In databases, I often need foreign keys in my tables, because I’ll want to use them to select content out from my tables. However this can often result in either bad index utilization in the selection or making additional indexes based on the foreign key(s) and the content I need to select out.
This in turn can result in ending up with “many” indexes and sometimes many big indexes.

However a method can be to make smaller indexes and use an INNER JOIN to join into the table an extra time.

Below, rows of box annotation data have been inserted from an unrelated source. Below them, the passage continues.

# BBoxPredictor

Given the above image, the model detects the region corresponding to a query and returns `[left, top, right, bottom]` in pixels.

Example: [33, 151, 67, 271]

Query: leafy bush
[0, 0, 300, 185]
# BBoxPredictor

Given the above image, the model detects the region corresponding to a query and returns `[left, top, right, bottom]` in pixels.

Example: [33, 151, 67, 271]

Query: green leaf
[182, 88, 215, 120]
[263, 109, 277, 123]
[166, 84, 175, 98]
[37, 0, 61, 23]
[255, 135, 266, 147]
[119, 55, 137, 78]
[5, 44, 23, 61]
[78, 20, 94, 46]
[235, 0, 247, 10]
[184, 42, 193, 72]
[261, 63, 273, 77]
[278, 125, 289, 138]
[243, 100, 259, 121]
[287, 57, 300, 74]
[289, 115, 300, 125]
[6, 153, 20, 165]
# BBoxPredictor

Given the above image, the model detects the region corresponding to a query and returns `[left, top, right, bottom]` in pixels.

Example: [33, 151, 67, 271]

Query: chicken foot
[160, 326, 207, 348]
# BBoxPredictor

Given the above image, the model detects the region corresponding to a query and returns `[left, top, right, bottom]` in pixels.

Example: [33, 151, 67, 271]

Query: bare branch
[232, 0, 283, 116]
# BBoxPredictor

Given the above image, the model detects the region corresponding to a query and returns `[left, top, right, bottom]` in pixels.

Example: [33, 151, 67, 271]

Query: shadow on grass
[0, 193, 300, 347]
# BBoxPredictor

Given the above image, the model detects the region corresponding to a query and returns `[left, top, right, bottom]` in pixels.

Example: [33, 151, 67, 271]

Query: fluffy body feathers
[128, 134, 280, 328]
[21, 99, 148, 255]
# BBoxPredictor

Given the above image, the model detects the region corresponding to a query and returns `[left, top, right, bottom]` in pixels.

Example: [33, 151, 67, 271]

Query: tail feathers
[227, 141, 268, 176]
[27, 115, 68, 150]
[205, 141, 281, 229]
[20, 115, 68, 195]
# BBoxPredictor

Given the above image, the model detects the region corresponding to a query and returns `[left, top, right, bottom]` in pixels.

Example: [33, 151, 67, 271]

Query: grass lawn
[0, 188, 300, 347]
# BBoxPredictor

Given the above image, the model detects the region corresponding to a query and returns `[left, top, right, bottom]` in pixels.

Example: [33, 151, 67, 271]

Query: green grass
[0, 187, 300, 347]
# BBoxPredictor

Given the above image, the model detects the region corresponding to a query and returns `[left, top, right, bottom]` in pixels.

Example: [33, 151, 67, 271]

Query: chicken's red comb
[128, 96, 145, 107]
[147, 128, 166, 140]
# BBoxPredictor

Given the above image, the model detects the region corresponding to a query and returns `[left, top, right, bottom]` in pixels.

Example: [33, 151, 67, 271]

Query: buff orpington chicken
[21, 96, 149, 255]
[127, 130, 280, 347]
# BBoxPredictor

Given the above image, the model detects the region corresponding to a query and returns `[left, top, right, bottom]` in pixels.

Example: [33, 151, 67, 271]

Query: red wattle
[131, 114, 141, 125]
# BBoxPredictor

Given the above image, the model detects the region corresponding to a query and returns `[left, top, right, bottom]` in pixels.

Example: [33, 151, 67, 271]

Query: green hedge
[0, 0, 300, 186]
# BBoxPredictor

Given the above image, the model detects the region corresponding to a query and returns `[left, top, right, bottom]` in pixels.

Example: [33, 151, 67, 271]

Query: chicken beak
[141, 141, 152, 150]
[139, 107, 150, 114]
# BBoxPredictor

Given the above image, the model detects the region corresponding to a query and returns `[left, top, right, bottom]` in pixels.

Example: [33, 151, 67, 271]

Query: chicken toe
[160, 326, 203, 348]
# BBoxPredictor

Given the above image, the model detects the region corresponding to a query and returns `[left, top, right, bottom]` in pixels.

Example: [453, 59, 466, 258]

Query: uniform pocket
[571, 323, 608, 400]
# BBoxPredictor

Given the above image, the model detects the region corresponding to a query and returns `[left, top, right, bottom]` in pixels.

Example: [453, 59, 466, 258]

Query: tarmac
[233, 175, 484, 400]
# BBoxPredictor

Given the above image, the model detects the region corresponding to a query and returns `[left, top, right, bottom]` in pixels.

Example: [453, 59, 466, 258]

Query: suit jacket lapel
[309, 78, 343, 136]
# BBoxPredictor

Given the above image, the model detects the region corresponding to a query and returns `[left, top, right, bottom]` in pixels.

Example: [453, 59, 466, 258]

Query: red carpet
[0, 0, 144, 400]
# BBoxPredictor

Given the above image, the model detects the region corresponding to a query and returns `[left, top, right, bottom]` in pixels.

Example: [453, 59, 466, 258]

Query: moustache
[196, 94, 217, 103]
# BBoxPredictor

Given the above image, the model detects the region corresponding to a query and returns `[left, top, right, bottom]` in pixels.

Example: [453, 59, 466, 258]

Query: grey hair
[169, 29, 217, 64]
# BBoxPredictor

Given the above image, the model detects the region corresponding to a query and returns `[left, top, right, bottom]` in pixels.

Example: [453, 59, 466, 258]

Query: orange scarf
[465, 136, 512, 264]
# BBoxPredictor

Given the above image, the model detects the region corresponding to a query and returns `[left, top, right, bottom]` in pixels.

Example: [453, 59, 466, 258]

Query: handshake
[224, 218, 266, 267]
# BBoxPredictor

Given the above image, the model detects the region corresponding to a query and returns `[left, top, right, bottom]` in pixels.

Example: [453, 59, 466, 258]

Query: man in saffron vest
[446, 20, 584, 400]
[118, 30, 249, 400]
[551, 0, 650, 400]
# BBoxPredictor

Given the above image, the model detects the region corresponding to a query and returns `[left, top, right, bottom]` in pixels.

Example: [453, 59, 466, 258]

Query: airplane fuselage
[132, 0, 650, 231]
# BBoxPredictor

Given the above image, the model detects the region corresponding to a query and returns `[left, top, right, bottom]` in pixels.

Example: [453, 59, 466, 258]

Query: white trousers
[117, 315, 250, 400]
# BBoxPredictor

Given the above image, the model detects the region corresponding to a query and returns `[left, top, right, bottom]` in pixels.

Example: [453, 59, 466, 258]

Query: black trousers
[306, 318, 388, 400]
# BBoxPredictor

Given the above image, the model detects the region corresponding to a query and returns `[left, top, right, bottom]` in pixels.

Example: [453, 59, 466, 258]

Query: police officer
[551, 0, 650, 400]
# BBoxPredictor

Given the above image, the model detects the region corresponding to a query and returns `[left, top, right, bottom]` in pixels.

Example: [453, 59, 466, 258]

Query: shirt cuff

I’m going to show the pattern with a relative simple example to illustrate, because it is about the pattern more so then the specifics layout, content and size of the table.
It is just a pattern/technique to keep in mind and have in the SQL toolbox.
Suppose you have two tables of a similar pattern to this:

Tables for self join example
(click for larger size)

I’ve let the SQL Server create my clustered indexes based on the primary key, which means I have a clustered index over my primary key(s).
When having to look up rows in JoinOne based on the foreign key, it’ll often look like this:

SELECT 
FROM 
JoinOne T1
WHERE FKOne <VALUE>
  

Because I’ve added no other indexes to the tables, I’ll get an Index Scan or Table Scan when running the above query, which - as we - know is not a good thing most of the time.
This usually leads to the creating of a second index which indexes over my foreign key.
However if the table is large, and if I’ll need to extract many/most of the columns (like in my example with SELECT *), it can mean I’ll have to make either a complete index or one with many included columns, just ordered by my foreign key first.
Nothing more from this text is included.